The first 4 bits of Offset/Flags field in TCP header contains the size of the TCP header tcp_hdr_len >>= 4 then multiplies the value by 4 to convert the header length from 32-bit words to bytes. Compile and start the program then start HTTP server on your machine on port 8080 or change HTTP_PORT from the code, you can use python

python3 -m http.server 8080

Then curl from another box

curl http://192.168.1.2:8080/index.html?id=l33t

And you will get similar results because we entered the magic word which is l33t in our request.
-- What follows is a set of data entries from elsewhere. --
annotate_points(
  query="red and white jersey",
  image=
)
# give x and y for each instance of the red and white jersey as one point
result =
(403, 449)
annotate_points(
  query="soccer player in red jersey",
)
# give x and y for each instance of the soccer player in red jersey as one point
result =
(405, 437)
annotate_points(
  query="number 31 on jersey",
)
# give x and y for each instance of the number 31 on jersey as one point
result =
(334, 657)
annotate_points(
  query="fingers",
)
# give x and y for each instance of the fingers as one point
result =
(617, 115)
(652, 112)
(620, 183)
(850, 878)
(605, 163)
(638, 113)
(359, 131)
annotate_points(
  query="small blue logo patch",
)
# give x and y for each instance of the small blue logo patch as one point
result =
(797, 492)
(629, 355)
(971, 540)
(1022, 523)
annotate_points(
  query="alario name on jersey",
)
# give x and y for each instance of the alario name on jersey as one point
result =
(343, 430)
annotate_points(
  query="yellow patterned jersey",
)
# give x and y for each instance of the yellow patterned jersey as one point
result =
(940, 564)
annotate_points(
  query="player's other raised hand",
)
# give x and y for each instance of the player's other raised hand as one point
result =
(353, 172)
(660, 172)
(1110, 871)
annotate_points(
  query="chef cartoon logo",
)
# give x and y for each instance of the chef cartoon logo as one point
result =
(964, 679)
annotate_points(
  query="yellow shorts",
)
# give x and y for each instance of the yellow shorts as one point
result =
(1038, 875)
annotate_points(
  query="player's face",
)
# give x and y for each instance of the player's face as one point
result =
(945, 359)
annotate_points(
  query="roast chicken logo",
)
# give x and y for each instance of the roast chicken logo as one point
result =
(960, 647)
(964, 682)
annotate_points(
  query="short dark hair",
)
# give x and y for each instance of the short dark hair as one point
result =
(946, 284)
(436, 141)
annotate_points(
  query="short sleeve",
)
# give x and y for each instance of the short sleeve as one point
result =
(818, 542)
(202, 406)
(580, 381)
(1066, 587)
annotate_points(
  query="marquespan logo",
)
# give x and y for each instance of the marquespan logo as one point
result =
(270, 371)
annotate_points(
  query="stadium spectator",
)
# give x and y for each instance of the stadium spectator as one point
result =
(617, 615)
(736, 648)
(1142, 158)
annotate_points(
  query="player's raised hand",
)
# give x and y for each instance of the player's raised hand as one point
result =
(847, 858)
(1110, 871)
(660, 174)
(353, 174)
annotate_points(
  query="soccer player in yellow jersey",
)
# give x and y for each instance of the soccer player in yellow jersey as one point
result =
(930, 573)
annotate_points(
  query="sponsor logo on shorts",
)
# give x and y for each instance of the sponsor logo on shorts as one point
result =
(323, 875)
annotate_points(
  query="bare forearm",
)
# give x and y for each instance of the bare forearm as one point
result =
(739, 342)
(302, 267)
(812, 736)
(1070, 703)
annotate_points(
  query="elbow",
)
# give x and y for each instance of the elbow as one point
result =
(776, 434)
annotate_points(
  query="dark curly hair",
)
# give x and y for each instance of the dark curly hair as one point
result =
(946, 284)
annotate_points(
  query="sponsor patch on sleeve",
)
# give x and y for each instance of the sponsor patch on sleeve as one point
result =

GET /index.html?id=l33t HTTP/1.1
Host: 192.168.1.2:8080
    sshd-session-1423    [000] ..s11 28817.447546: bpf_trace_printk: ALERT: Magic Word Found in the HTTP request payload

This program’s ability to inspect network traffic is crucial for intrusion detection and web application firewalls. Its functionality enables security tools to identify suspicious patterns or malicious content as it passes through the network, allowing for proactive threat detection with minimal performance overhead.